Sometimes it can't be helped, but Scalia implies that curbs are necessary, lest judges feel an incentive to discover gray areas requiring them to exercise their discretion. “To reach such a stage,” he writes, “is, in a way, a regrettable concession of defeat -- an acknowledgment that we have passed the point where ‘law,’ properly speaking, has any further application.” It is “effectively to conclude that uniformity is not a particularly important objective with respect to the legal question at issue.” And when a higher court reviews a lower one’s decision, Scalia treats appealing to the totality of circumstances as even less acceptable. An appellate decision should draw out and clarify the general principles embodied in the law that apply in the particular case.

“It is perhaps easier for me than it is for some judges to develop general rules,” Scalia writes, “because I am more inclined to adhere closely to the plain meaning of a text.”

What's striking about his formulation is not that Scalia takes a position in the debate between originalism and “living Constitution”-alism, but that he spells out an important assumption. Not only is the “plain meaning” of a law clearly decipherable from the words of its text (once we’ve looked up, if necessary, any unfamiliar expressions from the era when it was written) but so are the rules for determining its principles and for applying the law. The Constitution is like a cake mix with the instructions right there on the box. And if a given concept is not used or defined there --“privacy,” for instance, to name one that Scalia regarded as unconstitutional, or at least nonconstitutional -- then its use is ruled out.

“If a barn was not considered the curtilage of a house in 1791 or 1868,” Scalia writes, “and the Fourth Amendment did not cover it then, unlawful entry into a barn today may be a trespass, but not an unconstitutional search and seizure. It is more difficult, it seems to me, to derive such a categorical general rule from evolving notions of personal privacy.”
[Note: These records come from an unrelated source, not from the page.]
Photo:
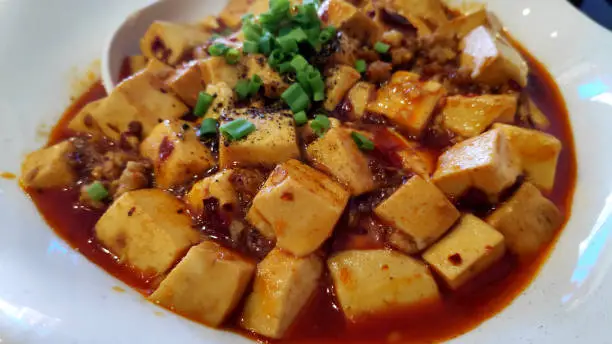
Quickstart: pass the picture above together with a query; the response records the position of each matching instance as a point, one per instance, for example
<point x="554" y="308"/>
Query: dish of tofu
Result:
<point x="297" y="171"/>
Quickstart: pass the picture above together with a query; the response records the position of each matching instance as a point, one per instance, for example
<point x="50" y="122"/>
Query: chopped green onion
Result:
<point x="250" y="47"/>
<point x="96" y="191"/>
<point x="300" y="118"/>
<point x="320" y="124"/>
<point x="217" y="49"/>
<point x="243" y="89"/>
<point x="296" y="98"/>
<point x="208" y="127"/>
<point x="203" y="103"/>
<point x="381" y="48"/>
<point x="232" y="56"/>
<point x="237" y="129"/>
<point x="361" y="66"/>
<point x="362" y="142"/>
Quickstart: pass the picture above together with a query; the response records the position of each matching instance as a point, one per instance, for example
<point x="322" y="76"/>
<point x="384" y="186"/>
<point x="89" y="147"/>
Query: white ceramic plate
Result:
<point x="51" y="294"/>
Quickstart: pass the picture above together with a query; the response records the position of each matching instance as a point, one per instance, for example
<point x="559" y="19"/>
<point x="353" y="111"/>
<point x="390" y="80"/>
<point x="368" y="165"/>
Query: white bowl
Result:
<point x="51" y="294"/>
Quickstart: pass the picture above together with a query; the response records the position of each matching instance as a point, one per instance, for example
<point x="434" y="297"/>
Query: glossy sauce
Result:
<point x="322" y="321"/>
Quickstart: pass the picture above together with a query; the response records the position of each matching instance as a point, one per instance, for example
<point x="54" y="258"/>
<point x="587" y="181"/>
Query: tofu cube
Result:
<point x="147" y="229"/>
<point x="298" y="205"/>
<point x="486" y="162"/>
<point x="171" y="42"/>
<point x="527" y="220"/>
<point x="491" y="59"/>
<point x="538" y="152"/>
<point x="469" y="249"/>
<point x="283" y="286"/>
<point x="186" y="83"/>
<point x="176" y="153"/>
<point x="470" y="116"/>
<point x="350" y="20"/>
<point x="274" y="140"/>
<point x="420" y="210"/>
<point x="359" y="95"/>
<point x="207" y="284"/>
<point x="408" y="102"/>
<point x="273" y="84"/>
<point x="49" y="167"/>
<point x="337" y="154"/>
<point x="215" y="70"/>
<point x="340" y="80"/>
<point x="368" y="282"/>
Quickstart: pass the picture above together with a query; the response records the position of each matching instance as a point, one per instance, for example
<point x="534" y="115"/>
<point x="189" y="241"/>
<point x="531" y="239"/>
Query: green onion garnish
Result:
<point x="320" y="124"/>
<point x="381" y="48"/>
<point x="296" y="98"/>
<point x="232" y="56"/>
<point x="208" y="127"/>
<point x="217" y="49"/>
<point x="237" y="129"/>
<point x="361" y="66"/>
<point x="96" y="191"/>
<point x="203" y="103"/>
<point x="362" y="142"/>
<point x="300" y="118"/>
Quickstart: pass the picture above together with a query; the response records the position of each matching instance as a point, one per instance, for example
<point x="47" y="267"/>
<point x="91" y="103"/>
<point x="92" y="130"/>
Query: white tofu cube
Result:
<point x="176" y="153"/>
<point x="469" y="249"/>
<point x="486" y="162"/>
<point x="207" y="284"/>
<point x="420" y="210"/>
<point x="368" y="282"/>
<point x="491" y="59"/>
<point x="538" y="152"/>
<point x="340" y="80"/>
<point x="408" y="102"/>
<point x="470" y="116"/>
<point x="527" y="220"/>
<point x="49" y="167"/>
<point x="147" y="229"/>
<point x="283" y="285"/>
<point x="171" y="42"/>
<point x="273" y="141"/>
<point x="299" y="206"/>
The distinction is clear and sharply drawn, however blunt the hermeneutic knife Scalia is wielding. But the example also displays one of the great weaknesses of this approach, spelled out by David A. Strauss in the University of Chicago Law Review some years later: “Even if one can determine what the original understanding was, there is the problem of applying it to radically new conditions: Is a barn in the rural nation of 1791 to be treated as equivalent to, say, a garden shed in 21st-century exurbia?”
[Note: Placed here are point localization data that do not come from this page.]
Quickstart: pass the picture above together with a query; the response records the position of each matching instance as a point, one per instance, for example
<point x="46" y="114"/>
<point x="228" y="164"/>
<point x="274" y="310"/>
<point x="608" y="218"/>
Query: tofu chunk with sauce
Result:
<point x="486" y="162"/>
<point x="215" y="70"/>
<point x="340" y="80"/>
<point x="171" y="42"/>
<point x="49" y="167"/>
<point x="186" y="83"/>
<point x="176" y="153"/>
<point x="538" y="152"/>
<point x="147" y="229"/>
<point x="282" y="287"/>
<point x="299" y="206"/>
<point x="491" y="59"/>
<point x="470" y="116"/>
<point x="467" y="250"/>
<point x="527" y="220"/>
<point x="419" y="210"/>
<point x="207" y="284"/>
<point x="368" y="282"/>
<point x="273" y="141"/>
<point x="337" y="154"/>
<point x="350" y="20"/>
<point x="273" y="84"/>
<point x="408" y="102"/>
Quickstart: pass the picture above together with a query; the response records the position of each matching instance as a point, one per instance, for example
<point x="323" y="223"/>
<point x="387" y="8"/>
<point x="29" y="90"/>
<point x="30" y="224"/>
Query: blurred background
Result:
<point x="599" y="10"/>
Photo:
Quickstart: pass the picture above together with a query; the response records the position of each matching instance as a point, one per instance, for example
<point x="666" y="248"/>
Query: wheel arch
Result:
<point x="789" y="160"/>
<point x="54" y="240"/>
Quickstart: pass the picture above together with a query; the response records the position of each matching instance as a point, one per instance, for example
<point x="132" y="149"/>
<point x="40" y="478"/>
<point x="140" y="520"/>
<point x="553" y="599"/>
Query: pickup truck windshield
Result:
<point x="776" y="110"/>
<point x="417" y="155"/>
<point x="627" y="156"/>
Furthermore, the clearly formulated principle in a law can be rendered null and void by those who want only the narrowest construction of “original intent.” In his magnum opus, Reading Law: The Interpretation of Legal Texts (2012), co-authored with Bryan A. Garner, Scalia quoted Joseph Story’s Commentaries on the Constitution of the United States (1833) on the value of preambles in understanding the significance and intended effect of a law: “The preamble of a statute is a key to open the mind of the makers, as to the mischiefs, which are to be remedied, and the objects, which are to be accomplished by the provisions of the statute.” As fellow Reagan judicial appointee Richard A. Posner pointed out when he reviewed Reading Law, an obvious instance would be the Second Amendment: “A well regulated Militia, being necessary to the security of a free State …” The preamble spells out that the amendment is, in Posner’s words “not about personal self-defense, but about forbidding the federal government to disarm state militias.” If it matters that the Constitution never explicitly identifies a right to privacy, then the complete lack of any reference to a right to individual gun ownership seems at least as conspicuous a silence.

Posner notes that when Scalia did mention the preamble in one decision, it was dismissive. Sometimes you “adhere closely to the plain meaning of a text,” it seems, and sometimes you just wish it would go away.
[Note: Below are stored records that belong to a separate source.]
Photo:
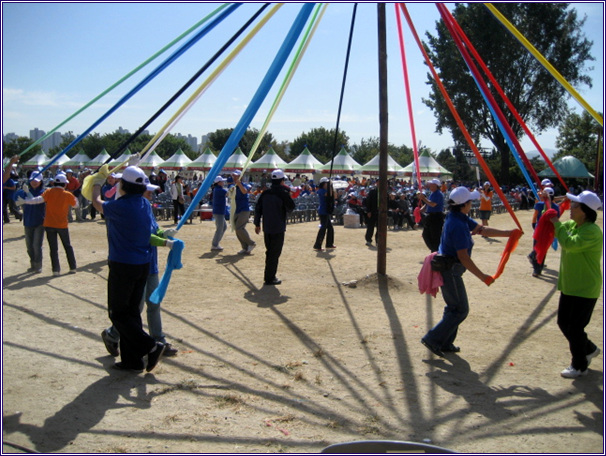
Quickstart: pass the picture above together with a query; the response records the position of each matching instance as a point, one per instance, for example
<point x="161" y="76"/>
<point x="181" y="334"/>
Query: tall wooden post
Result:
<point x="383" y="152"/>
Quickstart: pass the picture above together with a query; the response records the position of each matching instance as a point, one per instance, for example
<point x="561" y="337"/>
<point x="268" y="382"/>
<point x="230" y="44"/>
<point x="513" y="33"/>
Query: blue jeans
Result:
<point x="457" y="308"/>
<point x="34" y="236"/>
<point x="221" y="226"/>
<point x="53" y="247"/>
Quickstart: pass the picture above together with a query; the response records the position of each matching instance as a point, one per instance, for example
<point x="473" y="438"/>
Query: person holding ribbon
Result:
<point x="455" y="248"/>
<point x="580" y="278"/>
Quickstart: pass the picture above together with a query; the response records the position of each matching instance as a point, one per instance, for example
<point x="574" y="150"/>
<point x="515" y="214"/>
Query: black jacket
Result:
<point x="272" y="206"/>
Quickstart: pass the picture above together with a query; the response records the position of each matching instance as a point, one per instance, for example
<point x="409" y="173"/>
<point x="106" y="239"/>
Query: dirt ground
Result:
<point x="333" y="354"/>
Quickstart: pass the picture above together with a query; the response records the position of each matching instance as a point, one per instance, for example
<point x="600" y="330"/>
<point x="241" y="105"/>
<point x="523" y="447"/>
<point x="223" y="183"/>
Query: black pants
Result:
<point x="432" y="232"/>
<point x="574" y="313"/>
<point x="125" y="287"/>
<point x="371" y="223"/>
<point x="178" y="210"/>
<point x="53" y="247"/>
<point x="326" y="230"/>
<point x="273" y="250"/>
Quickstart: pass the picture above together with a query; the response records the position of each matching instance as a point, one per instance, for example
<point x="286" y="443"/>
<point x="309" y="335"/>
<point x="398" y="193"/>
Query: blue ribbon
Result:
<point x="148" y="78"/>
<point x="253" y="107"/>
<point x="173" y="262"/>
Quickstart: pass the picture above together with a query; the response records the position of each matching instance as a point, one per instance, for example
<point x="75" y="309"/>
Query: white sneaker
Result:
<point x="571" y="372"/>
<point x="590" y="356"/>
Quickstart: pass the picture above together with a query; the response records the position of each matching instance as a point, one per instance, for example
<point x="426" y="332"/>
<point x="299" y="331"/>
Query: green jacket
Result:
<point x="580" y="272"/>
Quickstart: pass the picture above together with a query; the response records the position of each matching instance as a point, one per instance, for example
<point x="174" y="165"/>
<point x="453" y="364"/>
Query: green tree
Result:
<point x="320" y="142"/>
<point x="553" y="28"/>
<point x="369" y="148"/>
<point x="17" y="146"/>
<point x="218" y="138"/>
<point x="578" y="136"/>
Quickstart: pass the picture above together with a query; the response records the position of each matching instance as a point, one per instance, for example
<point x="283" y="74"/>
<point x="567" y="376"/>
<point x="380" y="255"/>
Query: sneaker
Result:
<point x="571" y="372"/>
<point x="432" y="348"/>
<point x="112" y="347"/>
<point x="153" y="358"/>
<point x="451" y="349"/>
<point x="592" y="355"/>
<point x="126" y="367"/>
<point x="170" y="350"/>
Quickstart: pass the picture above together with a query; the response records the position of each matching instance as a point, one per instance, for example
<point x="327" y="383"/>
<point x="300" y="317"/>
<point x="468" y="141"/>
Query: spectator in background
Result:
<point x="219" y="211"/>
<point x="241" y="214"/>
<point x="485" y="203"/>
<point x="326" y="199"/>
<point x="9" y="187"/>
<point x="33" y="221"/>
<point x="434" y="220"/>
<point x="58" y="204"/>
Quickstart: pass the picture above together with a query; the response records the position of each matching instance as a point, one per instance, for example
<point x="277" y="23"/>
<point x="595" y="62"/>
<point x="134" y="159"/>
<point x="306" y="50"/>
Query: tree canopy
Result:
<point x="320" y="142"/>
<point x="553" y="28"/>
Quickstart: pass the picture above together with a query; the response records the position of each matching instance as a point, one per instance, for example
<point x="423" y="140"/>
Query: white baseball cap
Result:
<point x="135" y="175"/>
<point x="60" y="179"/>
<point x="461" y="195"/>
<point x="277" y="174"/>
<point x="589" y="199"/>
<point x="545" y="182"/>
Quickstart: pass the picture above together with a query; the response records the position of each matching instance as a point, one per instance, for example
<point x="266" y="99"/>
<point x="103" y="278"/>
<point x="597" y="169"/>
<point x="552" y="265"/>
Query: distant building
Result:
<point x="192" y="141"/>
<point x="9" y="137"/>
<point x="53" y="140"/>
The skyrocket ascent of Scalia’s paper is easy to understand: whatever you think of the ideas, they are clearly and at times forcefully expressed, and “The Rule of Law as a Law of Rules” provided a glimpse into at least part of that enigmatic entity known as “the mind of the Supreme Court.” Absent that, its interest is likely to be chiefly historical or biographical. Other cards will take its place in the parlor game of citation and influence.